Hollywood hasn't been so split on this question. It is firmly ensconced, and comfortable, in the secular world. Year after year, it offers commercial Christmas movies this time of year, with Grinches and Rudolphs, good Santas and Bad Santas, the Kranks and the Muppets. We've been Scrooged, been on Christmas Vacation, and taken rides on the Polar Express. We've seen the Christmas-as-a-backdrop movies like "Home Alone," which, like so many others, might offer something about the Christmas "spirit" but wouldn't dare to touch the Birth of Christ itself.

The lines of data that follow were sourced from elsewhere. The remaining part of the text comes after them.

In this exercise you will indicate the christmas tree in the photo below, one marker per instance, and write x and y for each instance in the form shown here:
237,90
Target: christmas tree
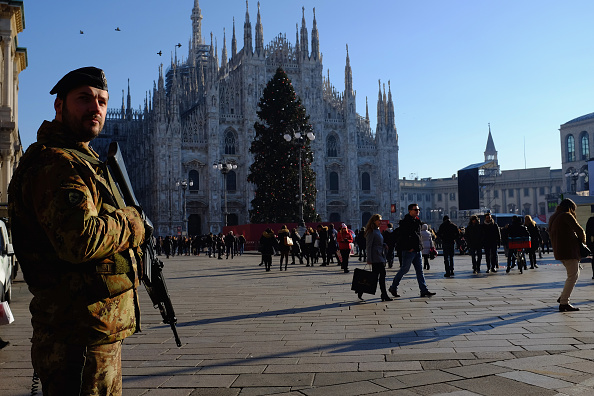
275,170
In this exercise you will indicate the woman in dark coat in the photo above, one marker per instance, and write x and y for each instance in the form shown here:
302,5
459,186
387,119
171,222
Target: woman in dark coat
268,243
376,253
534,240
567,236
296,248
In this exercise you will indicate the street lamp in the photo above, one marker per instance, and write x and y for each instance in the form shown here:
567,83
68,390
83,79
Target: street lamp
184,185
224,167
298,137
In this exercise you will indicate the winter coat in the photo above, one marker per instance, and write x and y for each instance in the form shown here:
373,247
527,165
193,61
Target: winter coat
410,234
268,243
426,238
534,235
282,234
448,232
375,247
566,236
474,235
344,239
491,234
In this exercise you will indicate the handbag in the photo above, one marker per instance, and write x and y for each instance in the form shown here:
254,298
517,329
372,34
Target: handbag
432,253
364,281
5,314
584,250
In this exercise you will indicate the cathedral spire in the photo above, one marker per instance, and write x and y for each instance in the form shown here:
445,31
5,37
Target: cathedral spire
224,53
196,24
297,40
247,32
348,75
381,115
304,40
390,108
259,34
315,39
490,152
129,103
233,42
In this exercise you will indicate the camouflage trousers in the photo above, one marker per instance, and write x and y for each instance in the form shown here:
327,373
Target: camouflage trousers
78,370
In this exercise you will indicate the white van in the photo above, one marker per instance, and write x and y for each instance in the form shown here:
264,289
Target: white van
6,264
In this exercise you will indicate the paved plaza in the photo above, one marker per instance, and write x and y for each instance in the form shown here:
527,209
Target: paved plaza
304,332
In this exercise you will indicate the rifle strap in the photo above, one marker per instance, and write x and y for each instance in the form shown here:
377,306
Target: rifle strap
94,161
122,263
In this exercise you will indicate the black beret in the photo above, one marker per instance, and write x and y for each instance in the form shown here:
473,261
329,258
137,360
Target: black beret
90,76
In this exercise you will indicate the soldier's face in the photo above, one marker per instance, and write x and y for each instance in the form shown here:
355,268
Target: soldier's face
83,112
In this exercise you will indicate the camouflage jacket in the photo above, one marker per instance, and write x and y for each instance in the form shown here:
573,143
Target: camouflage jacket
71,240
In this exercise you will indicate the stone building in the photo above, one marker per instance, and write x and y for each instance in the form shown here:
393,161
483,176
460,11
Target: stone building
13,60
533,191
576,136
202,110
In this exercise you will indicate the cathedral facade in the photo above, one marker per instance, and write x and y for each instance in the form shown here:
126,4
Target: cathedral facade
202,111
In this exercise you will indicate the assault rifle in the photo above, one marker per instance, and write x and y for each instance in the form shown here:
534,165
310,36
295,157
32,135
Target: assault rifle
152,272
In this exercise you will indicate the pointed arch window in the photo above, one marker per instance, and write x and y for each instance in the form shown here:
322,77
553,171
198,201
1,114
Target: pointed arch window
365,182
585,143
194,178
333,181
231,181
229,143
570,148
332,146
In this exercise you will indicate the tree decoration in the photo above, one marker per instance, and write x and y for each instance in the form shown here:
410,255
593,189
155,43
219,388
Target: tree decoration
275,170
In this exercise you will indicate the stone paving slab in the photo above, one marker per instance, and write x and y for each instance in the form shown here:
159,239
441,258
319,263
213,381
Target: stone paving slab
304,332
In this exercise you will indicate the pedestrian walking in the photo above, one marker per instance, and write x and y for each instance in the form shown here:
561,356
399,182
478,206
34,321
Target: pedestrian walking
566,237
376,256
410,243
491,242
449,233
344,239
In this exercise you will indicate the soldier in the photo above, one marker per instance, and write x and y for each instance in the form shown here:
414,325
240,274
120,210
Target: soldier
78,246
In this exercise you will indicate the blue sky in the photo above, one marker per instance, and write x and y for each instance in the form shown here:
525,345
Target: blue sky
524,66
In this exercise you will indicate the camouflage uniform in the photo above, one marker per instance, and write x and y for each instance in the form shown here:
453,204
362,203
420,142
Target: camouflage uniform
78,251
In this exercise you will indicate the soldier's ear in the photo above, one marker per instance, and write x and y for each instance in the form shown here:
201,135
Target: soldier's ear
58,103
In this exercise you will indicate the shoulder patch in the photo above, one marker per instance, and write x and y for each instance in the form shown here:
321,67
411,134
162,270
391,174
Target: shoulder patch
75,197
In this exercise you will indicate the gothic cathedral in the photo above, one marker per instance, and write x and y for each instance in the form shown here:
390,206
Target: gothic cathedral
202,111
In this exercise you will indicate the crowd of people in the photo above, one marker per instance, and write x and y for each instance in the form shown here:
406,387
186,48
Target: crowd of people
412,242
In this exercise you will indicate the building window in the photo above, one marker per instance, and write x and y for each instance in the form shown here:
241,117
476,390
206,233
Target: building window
334,217
333,181
194,179
365,181
332,146
570,148
231,181
585,146
230,143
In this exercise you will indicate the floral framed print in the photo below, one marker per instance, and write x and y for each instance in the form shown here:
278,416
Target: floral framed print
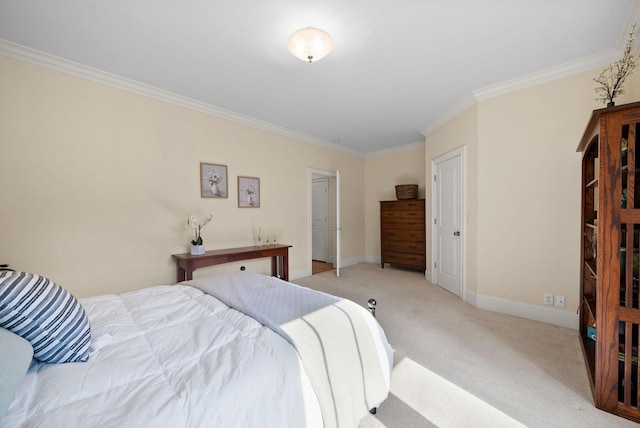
248,192
213,181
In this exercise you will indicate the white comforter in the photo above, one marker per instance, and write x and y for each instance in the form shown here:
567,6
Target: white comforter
343,349
170,356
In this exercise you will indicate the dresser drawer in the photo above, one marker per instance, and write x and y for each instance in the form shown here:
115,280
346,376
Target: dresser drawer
404,247
415,204
403,259
403,235
406,214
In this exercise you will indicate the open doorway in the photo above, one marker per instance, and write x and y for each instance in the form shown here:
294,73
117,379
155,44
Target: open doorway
323,214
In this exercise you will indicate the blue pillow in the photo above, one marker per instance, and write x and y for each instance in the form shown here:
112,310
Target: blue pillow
45,314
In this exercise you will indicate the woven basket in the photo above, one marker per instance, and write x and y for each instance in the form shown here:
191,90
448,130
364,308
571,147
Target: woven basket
407,191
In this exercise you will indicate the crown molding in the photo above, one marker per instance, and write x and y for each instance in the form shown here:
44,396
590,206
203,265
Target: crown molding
42,59
547,75
526,81
464,104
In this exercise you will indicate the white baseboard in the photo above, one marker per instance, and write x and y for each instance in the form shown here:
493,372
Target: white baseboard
524,310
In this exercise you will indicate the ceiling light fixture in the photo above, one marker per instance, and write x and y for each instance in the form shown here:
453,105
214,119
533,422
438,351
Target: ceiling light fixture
310,44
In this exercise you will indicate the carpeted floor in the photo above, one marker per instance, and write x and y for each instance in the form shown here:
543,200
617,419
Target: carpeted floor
458,366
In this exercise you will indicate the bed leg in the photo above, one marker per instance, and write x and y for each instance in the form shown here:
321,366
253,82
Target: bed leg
372,306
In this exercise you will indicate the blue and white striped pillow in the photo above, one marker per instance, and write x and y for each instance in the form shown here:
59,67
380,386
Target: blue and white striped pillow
45,314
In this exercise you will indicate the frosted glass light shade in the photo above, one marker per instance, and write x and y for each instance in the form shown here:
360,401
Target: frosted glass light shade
310,44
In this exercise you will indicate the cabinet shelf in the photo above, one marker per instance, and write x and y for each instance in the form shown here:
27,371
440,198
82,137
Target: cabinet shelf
610,226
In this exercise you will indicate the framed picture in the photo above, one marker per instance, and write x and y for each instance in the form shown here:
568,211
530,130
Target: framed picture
248,192
213,181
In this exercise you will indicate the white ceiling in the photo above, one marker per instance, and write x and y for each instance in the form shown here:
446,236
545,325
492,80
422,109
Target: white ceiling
397,69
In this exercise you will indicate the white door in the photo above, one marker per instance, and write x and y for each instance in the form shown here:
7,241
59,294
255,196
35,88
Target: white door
448,230
320,220
311,173
338,224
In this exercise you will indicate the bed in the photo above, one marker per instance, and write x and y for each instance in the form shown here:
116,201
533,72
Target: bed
231,350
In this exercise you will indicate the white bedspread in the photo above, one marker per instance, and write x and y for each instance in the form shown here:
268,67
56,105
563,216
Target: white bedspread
170,356
343,348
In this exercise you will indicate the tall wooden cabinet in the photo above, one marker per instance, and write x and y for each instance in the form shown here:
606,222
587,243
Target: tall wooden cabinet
402,233
610,242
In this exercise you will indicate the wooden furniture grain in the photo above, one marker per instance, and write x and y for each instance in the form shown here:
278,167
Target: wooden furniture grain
279,259
610,241
402,233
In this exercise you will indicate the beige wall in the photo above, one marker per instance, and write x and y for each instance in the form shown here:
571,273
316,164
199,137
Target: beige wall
97,183
382,174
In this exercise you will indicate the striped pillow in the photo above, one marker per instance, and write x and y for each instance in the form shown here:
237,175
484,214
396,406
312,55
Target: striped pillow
45,314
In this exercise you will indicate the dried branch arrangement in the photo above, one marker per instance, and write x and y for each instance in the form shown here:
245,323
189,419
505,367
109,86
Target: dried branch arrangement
613,77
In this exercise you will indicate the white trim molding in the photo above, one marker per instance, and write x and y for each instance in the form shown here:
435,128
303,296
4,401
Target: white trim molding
524,310
35,57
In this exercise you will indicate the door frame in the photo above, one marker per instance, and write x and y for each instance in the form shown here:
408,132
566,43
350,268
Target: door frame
335,212
460,151
326,231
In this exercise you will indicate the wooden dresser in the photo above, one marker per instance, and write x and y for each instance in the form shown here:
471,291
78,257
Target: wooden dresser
402,233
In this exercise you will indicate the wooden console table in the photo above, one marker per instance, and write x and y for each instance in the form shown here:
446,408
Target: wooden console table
279,259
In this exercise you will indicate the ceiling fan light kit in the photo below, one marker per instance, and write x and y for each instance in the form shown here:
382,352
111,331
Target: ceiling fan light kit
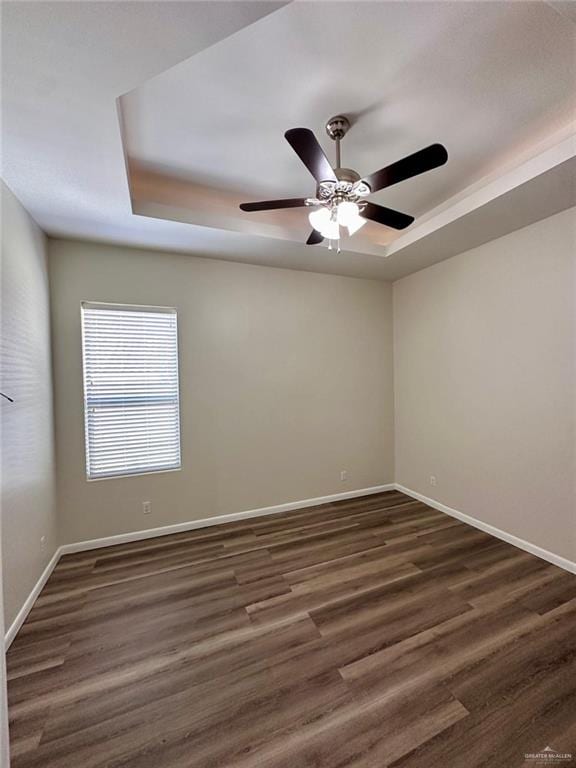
340,192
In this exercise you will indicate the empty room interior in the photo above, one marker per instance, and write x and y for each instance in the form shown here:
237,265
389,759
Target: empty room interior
288,384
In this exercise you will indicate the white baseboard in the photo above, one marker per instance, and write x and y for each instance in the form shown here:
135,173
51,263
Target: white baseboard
30,600
527,546
124,538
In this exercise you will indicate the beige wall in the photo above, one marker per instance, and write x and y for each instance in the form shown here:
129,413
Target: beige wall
485,383
286,379
27,488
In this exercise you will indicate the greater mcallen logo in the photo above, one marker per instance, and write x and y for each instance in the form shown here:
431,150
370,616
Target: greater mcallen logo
548,755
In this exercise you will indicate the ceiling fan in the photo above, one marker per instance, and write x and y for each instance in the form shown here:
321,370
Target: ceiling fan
340,192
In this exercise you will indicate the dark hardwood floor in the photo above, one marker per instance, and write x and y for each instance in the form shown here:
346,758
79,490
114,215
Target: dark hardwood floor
369,633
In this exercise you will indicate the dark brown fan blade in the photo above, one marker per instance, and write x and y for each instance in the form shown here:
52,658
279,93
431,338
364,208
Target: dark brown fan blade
306,146
314,238
386,216
271,205
413,165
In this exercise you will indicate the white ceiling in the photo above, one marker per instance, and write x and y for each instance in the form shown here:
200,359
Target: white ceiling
208,89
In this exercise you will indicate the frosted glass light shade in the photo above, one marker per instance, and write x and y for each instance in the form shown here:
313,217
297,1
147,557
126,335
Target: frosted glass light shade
355,224
321,220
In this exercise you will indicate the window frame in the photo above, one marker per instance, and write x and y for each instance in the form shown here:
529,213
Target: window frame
90,304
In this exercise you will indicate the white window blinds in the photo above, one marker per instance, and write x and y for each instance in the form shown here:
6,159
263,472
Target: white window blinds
130,389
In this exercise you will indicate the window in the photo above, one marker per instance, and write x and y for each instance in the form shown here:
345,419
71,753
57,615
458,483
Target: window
131,402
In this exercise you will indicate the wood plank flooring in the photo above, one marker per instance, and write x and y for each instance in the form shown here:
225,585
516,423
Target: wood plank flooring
369,633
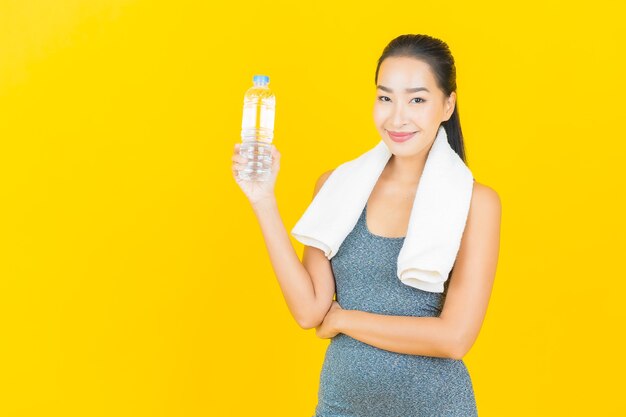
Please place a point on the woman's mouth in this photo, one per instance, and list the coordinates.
(400, 136)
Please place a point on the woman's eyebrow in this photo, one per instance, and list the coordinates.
(408, 90)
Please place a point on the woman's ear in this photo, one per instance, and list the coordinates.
(449, 104)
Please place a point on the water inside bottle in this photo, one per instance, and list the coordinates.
(257, 132)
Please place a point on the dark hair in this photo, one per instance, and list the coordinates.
(437, 55)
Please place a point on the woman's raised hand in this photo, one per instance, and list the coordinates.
(256, 191)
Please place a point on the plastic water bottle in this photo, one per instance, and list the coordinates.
(257, 130)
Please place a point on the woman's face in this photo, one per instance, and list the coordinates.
(397, 109)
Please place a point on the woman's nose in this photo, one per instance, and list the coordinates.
(398, 115)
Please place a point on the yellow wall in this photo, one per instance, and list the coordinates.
(134, 280)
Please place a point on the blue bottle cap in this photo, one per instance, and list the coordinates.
(261, 79)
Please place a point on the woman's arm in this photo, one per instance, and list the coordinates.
(308, 286)
(453, 333)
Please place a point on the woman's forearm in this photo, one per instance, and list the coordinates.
(427, 336)
(293, 278)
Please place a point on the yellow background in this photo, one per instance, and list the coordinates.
(134, 280)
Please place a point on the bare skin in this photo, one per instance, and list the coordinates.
(309, 290)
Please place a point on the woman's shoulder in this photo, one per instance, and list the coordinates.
(485, 198)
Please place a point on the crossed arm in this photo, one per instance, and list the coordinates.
(453, 333)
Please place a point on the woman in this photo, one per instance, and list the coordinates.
(395, 350)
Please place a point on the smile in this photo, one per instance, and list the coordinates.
(401, 136)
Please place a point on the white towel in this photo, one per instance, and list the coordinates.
(436, 222)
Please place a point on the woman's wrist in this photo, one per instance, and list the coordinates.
(264, 204)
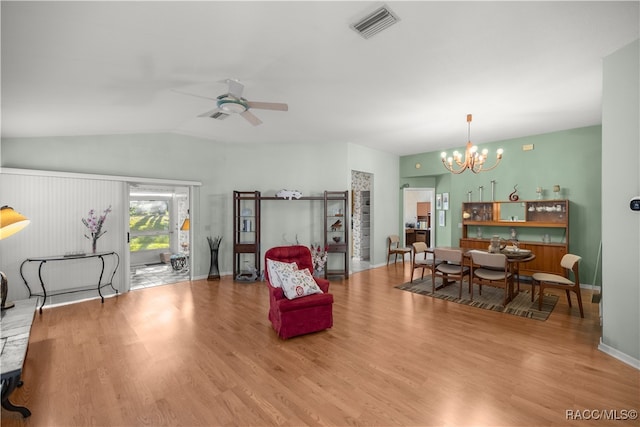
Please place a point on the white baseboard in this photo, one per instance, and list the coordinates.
(625, 358)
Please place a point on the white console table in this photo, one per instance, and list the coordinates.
(42, 261)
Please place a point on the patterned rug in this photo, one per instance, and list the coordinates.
(491, 298)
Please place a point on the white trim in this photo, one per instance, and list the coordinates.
(58, 174)
(635, 363)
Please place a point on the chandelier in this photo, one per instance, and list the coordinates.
(473, 160)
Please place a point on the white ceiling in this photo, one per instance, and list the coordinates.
(521, 68)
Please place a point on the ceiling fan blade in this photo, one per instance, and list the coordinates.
(251, 118)
(235, 87)
(193, 94)
(209, 113)
(268, 106)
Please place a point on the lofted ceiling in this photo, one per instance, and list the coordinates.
(521, 68)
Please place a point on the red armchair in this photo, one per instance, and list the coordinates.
(303, 315)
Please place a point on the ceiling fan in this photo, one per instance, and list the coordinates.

No, what we haven't seen in decades from Hollywood is a reverent recounting of the birth of Jesus in a stable in Bethlehem. But the void is now filled. The New Line studio is set to release a movie to retell that tale. It's simply called "The Nativity Story."
The pre-publicity story line is easily written: Hollywood saw the box-office receipts of "The Passion," looked around for another story line to attract that long-forgotten audience, and is going back to the Christian audience for some very profitable seconds. It's clear that New Line hopes for that response, since all the graphics and colors, and even the soundtrack of the film and its promotions make it look like Mel Gibson prepared a pre-quel.
Unlike other movies that the some in the media comically have claimed might rub off some "Passion" magic as they trashed and satirized Christians, "The Nativity Story" is reverent, generally true to the Gospel, and a moving experience for the Christian faithful. It reminds the audience that these distant figures in the stained glass window were real humans with real struggles and real suffering, and responded to their calling with timeless devotion to their creator.
Those looking for the standard Hollywood fare will be disappointed. The story of Our Lord's passion is packed with drama and violence, and similarly though to a far lesser extent are these elements present in the story of the birth of Christ. But whereas "The Passion" is replete with conflict - the essential ingredient in the Tinseltown soup - the story of the birth of Jesus has none of it. Mary obediently accepted God's will, as did Joseph. The Magi, the shepherds, the peasants - all who beheld the Child Jesus, believed. Thus in the movie we see Joseph take Mary on a donkey to Bethlehem. She has a baby. Shepherds and kings arrive with awe. Without a religious background, it might seem too saccharine to excite the taste buds of your average popcorn-chomping cineplex citizen.
The makers of "The Nativity Story" have included action, and (sanitized) violence in the story because they were present, too. Thus we watch the armored goons of Herod on horseback executing the terrible command to slaughter of first-born sons in Bethlehem under the age of two in the futile attempt to foil the plans of God, while the Herod character chews the scenery with dead-eyed menace. Still, it seems a bit forced, the resignation to the reality that today's moviemaker must find some way to "entertain" today's moviegoer in this age of bombastic sound effects and computerized whiz-bangery.
But at its heart, this is a gentle, serene, beautiful story about the creation of the Holy Family; how Mary quietly accepted that which logically could not be understand; how facing a life as outcasts once their community in Nazareth learned Mary was pregnant before marriage, Joseph took Mary on the long, arduous trip to Bethlehem; and how, contrary to all human expectation, the King of Kings chose birth in the most humble of settings, the animal's manger.
"The Nativity Story" is part of a promising trend in Hollywood: pleasing the religious segment of the marketplace. Fox has created a new FoxFaith line. Small films made by Christian hands, from the football film "Facing the Giants" to "One Night with the King," about the biblical story of Esther, are making noticeable profits in limited release.
Time and Newsweek go a little overboard with cute headlines like "Hurray for Holy-wood," but that's fine. Nor can we expect that Tinseltown will forego the appeal of sleaze at Christmas or any other season. More stupid "Christmas" movies that have nothing to do either with the Christmas story or the Christmas spirit will appear. It's all the more reason to savor "The Nativity Story" now, while you can. New Line deserves a cheer for making this movie, just as the public needs to be reminded of that which the ACLU would rather it forget.